Mesma vantagem foi dada a Carlos Vasconcelos, presidente da Agroindustrial Campo Lindo. Instalada no município de Nossa Senhora das Dores no mesmo ano de 2008 e com capacidade para produzir 700 mil litros de etanol por dia, 80% dos R$ 120 milhões gastos na construção da Usina Campo Lindo foram financiados pelo BNB – Banco do Nordeste do Brasil.

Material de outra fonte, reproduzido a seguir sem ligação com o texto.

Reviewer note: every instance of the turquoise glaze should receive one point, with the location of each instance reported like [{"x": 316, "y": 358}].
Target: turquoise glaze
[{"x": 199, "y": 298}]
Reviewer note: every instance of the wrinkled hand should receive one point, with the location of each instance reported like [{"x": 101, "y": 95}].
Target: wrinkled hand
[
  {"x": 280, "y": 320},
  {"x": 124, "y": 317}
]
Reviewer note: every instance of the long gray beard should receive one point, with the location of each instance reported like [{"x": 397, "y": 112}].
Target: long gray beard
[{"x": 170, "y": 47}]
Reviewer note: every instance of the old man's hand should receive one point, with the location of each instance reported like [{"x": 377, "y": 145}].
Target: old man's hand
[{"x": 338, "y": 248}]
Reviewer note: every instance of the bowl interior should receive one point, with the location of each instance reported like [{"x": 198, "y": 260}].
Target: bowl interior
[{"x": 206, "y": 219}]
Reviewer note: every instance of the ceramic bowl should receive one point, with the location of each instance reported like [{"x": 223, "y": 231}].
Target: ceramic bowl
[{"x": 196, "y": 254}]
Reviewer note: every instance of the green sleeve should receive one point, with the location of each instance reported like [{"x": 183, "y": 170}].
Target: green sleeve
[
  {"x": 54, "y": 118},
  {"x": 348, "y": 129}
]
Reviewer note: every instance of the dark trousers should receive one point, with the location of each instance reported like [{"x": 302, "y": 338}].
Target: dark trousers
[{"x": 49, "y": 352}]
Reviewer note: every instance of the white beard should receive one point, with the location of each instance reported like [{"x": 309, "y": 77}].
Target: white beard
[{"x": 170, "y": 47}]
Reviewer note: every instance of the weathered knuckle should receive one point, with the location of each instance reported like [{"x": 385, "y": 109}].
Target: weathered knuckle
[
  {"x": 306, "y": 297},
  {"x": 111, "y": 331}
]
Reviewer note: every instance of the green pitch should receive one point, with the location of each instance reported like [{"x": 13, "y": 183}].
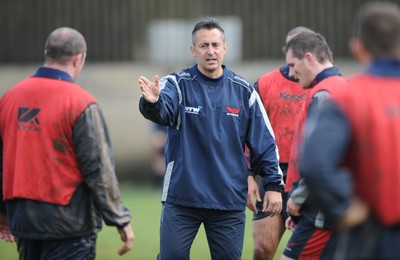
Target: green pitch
[{"x": 145, "y": 207}]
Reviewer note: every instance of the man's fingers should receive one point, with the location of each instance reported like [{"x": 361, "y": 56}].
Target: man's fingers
[{"x": 128, "y": 237}]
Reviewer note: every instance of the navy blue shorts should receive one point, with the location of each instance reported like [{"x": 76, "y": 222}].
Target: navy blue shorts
[
  {"x": 75, "y": 248},
  {"x": 179, "y": 226}
]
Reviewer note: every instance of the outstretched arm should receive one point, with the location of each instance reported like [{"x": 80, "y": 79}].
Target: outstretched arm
[{"x": 150, "y": 90}]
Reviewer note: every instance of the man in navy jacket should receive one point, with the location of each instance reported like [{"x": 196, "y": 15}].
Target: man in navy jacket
[{"x": 211, "y": 114}]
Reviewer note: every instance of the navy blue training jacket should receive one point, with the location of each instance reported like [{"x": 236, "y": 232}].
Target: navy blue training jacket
[{"x": 209, "y": 122}]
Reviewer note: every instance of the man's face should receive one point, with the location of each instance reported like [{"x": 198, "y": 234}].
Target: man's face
[
  {"x": 299, "y": 69},
  {"x": 209, "y": 51}
]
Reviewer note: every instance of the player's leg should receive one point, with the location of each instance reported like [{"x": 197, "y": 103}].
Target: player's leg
[
  {"x": 306, "y": 241},
  {"x": 267, "y": 231},
  {"x": 225, "y": 233},
  {"x": 74, "y": 248},
  {"x": 176, "y": 241},
  {"x": 29, "y": 249}
]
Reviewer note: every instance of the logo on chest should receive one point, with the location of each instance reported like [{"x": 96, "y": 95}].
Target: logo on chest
[
  {"x": 193, "y": 110},
  {"x": 232, "y": 111}
]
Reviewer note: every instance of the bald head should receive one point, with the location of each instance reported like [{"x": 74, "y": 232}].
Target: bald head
[
  {"x": 296, "y": 30},
  {"x": 62, "y": 44}
]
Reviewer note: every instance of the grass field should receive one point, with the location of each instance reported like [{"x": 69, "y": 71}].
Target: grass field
[{"x": 145, "y": 207}]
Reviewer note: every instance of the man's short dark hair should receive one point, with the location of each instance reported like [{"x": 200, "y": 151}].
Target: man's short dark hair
[
  {"x": 311, "y": 42},
  {"x": 209, "y": 24},
  {"x": 63, "y": 43}
]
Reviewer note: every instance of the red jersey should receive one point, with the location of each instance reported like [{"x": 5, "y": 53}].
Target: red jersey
[
  {"x": 372, "y": 106},
  {"x": 329, "y": 84},
  {"x": 37, "y": 117},
  {"x": 283, "y": 99}
]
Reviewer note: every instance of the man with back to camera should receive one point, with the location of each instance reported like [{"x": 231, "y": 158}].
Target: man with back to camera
[
  {"x": 310, "y": 61},
  {"x": 350, "y": 159},
  {"x": 57, "y": 178},
  {"x": 211, "y": 114},
  {"x": 283, "y": 99}
]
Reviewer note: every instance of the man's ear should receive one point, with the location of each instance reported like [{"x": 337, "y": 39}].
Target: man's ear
[
  {"x": 192, "y": 50},
  {"x": 77, "y": 59},
  {"x": 358, "y": 51},
  {"x": 309, "y": 58}
]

A instalação das usinas de Campo Lindo e Taquarí são exemplos concretos de um novo ciclo de recuperação da atividade canavieira em Sergipe, segundo Ricardo Lacerda, professor de economia da UFS (Universidade Federal de Sergipe) e assessor econômico do governo estadual. “Desde 2004, impulsionada pela expansão da frota nacional de veículos bicombustíveis e pela trajetória ascendente do preço do açúcar no mundo, a atividade canavieira de Sergipe iniciou um ciclo de recuperação que veio a ser consolidado nos últimos anos com a implantação das usinas de Campo Lindo e Taquarí. Ainda que a produção de cana-de-açúcar de Sergipe represente apenas 3,7% do total do Nordeste, esse ciclo recente confirmou um novo espaço para atividade canavieira no Estado”, opina Lacerda. Em 2009, por exemplo, a produção sergipana atingiu 2,7 milhões de toneladas, 98% maior que a safra de 1996.